Comparative risk of severe constipation in patients treated with opioids for non-cancer pain: a retrospective cohort study in Northwest England
- PMID: 40518524
- PMCID: PMC12168406
- DOI: 10.1186/s12916-025-04118-7
Comparative risk of severe constipation in patients treated with opioids for non-cancer pain: a retrospective cohort study in Northwest England
Abstract
Background: Constipation is a frequent adverse event associated with opioid medications that can have a considerable impact on patients' quality of life. In patients who require opioids for pain relief, less is known about the risk conferred by specific opioids given their diverse pharmacology and the effect of daily dose and potency. The aim of the study was to evaluate the comparative risk of severe constipation by opioid type and dose in patients with non-cancer pain admitted to hospital.
Methods: We conducted a retrospective cohort study using hospital electronic health records in Northwest England between December 1, 2009, and December 31, 2020. Patients who were ≥ 18 years and without a history of cancer were included. Opioid exposure was measured using administered drug information in hospital. The outcome was a severe constipation event defined as administration of an enema or suppository. Incidence rates by opioid use status, type of opioid class and morphine milligram equivalent (MME) per day were calculated, and a Cox regression model was used to determine associations with incident constipation after adjusting for confounders.
Results: The study included 80,475 eligible patients who were administered an opioid in hospital. Compared to codeine, morphine (HR 1.59, 95% CI 1.45-1.74), oxycodone (HR 1.46, 95% CI 1.32-1.63), fentanyl (HR 1.37, 95% CI 1.14-1.64) and combination opioids (HR 1.85, 95% CI 1.66-2.06) were associated with a higher risk of constipation in the fully adjusted models. Tramadol demonstrated a significantly lower risk compared to codeine (HR 0.80, 95% CI 0.64-1.00). Higher opioid doses of more than ≥ 50 MME/day in comparison to < 50 MME/day were associated with an increased risk of constipation (compared to < 50 MME/day, 50 to < 120 MME/day: HR 1.95, 95% CI 1.78-2.15; ≥ 120 MME/day: HR 1.45, 95% CI 1.32-1.60).

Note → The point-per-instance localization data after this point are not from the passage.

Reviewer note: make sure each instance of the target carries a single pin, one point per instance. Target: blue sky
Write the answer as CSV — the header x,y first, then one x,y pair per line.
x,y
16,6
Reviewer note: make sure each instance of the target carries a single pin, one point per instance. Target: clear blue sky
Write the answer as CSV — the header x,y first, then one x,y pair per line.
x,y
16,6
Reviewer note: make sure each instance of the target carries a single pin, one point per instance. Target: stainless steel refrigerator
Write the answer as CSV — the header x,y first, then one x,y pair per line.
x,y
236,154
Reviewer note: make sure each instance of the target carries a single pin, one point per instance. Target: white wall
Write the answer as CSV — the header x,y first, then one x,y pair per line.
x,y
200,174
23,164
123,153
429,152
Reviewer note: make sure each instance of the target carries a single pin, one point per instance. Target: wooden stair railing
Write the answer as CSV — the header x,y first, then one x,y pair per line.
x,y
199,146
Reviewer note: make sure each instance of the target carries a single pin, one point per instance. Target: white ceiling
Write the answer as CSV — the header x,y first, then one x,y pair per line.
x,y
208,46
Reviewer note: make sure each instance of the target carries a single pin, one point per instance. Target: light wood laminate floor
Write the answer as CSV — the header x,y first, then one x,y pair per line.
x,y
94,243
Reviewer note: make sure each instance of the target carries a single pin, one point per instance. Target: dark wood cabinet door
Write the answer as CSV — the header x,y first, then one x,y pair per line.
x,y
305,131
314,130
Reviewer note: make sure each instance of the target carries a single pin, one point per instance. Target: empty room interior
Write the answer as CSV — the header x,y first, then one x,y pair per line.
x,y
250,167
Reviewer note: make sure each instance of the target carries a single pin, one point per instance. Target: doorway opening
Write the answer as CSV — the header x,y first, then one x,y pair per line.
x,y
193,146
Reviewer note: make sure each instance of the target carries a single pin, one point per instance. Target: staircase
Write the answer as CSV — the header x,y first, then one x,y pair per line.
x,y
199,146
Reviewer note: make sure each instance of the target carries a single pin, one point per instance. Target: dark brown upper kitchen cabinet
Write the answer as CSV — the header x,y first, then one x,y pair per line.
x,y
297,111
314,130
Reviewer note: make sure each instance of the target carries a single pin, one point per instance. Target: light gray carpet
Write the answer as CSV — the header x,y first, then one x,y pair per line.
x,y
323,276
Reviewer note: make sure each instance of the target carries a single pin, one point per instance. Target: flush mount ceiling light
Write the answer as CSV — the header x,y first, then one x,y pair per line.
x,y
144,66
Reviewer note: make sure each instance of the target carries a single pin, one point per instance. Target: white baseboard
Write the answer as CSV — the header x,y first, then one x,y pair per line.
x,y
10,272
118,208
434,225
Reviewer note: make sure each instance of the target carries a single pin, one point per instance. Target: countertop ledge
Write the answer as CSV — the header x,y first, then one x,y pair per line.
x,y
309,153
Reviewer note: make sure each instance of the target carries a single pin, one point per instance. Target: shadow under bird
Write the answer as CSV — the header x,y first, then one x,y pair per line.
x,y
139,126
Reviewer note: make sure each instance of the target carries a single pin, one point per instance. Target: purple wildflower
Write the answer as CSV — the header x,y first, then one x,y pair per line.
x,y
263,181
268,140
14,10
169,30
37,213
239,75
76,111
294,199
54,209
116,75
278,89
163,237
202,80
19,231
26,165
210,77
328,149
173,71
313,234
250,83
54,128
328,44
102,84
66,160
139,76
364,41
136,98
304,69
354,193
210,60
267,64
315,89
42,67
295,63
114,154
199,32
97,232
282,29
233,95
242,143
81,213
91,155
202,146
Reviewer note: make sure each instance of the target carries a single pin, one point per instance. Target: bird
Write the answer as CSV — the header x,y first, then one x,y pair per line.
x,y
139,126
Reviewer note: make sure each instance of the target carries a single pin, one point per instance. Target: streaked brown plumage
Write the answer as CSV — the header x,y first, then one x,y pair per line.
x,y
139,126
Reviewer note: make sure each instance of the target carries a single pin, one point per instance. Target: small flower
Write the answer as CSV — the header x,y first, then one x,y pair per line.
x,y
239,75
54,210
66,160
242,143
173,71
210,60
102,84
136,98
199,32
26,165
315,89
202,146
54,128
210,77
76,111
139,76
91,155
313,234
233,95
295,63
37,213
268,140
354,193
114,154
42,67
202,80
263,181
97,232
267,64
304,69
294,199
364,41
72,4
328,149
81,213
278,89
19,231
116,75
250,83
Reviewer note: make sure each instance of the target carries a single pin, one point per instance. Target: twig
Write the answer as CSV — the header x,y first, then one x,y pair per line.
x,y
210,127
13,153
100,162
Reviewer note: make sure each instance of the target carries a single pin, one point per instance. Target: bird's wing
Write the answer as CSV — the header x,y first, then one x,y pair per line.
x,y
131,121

Conclusions: Morphine, oxycodone, fentanyl and combination opioids administration were associated with a significantly higher risk of severe constipation compared to codeine. Tramadol was associated with the lowest risk of the outcome compared to codeine. Patients on ≥ 50 MME/day experienced a higher risk of severe constipation compared to those on < 50 MME/day. These results can be used to guide better shared decisions with patients to balance benefit and harms of specific opioid types and doses.
Keywords: Adverse events; Chronic pain; Constipation; Drug safety; Electronic health records; Morphine milligram equivalents; Opiates; Opioid-related harms; Opioids.
© 2025. The Author(s).
Conflict of interest statement
Declarations. Ethics approval and consent to participate: The study received ethics approval from the Health Research Authority (Reference 21/EM/0147; East Midlands Leicester South) and was performed in accordance with the Declaration of Helsinki. No patient identifiable information was accessible to the researchers. As this study used pseudonymised data only, individual written consent of each patient was not necessary as per the HRA approvals. Consent for publication: All authors consent for publication. Competing interests: The authors declare no competing interests.